И все-таки он победил. Зеленая лампочка вспыхнула на щитке приборов. Он сажал машину весь взмокший, расслабленный после большого напряжения, но счастливый, впервые счастливый за все время учебы в авиашколе. Пожалуй, впервые почувствовал он, как хорошо, когда упругая земля гудит под колесами самолета на пробеге, после того как опасность, настоящая опасность, осталась уже за плечами.

Генерал Комаров сам встретил его на стоянке и крепко, будто раздавить хотел, сжал в объятиях.

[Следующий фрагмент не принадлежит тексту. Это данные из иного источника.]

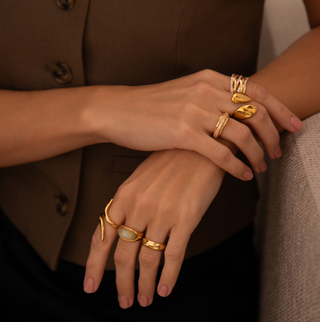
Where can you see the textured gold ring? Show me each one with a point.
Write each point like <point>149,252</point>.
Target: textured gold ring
<point>223,120</point>
<point>153,245</point>
<point>124,232</point>
<point>238,84</point>
<point>245,112</point>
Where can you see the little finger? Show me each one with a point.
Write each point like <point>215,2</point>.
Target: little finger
<point>124,258</point>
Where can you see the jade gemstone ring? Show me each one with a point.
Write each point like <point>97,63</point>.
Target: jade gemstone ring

– Ай да чертенок, ай да племянник служителя культа! – в буйном восторге выкрикивал он совсем не те слова, какими полагалось начальнику авиашколы встречать вернувшегося из учебного полета курсанта. – Молодец! Талант! Черт меня побери, если из тебя не выйдет настоящий истребитель. Старик Комаров знает толк в людях. Получай благодарность и денежную премию! Еще плюс к тому пять суток отпуска. Молодчина! И сам орлом смотришь, и машину спас. Ну, что? Любишь теперь нашу матушку-авиацию, а?

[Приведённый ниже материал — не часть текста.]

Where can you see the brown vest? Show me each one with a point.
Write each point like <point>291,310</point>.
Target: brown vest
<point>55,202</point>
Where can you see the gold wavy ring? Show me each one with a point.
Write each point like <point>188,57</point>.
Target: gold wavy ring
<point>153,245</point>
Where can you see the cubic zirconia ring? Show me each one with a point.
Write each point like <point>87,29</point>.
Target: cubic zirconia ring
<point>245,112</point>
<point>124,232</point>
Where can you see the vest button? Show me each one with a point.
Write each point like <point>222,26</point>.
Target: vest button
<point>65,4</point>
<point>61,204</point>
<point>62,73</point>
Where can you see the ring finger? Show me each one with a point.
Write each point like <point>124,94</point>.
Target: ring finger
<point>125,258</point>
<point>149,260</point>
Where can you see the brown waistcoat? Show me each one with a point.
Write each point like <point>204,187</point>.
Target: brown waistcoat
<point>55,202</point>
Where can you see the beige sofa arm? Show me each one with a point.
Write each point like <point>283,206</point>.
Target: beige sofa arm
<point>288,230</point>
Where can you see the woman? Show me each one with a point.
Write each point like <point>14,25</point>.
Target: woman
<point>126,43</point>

Алеша посмотрел в наполненные буйным восторгом глаза генерала и вспомнил, как несколько минут назад, когда вышло из-под фюзеляжа злополучное колесо, он чуть не задохнулся от голубизны уже не страшного неба, а потом от радостного гула нагретой солнцем бетонированной полосы под колесами истребителя, от сваей собственной силы, победившей опасность.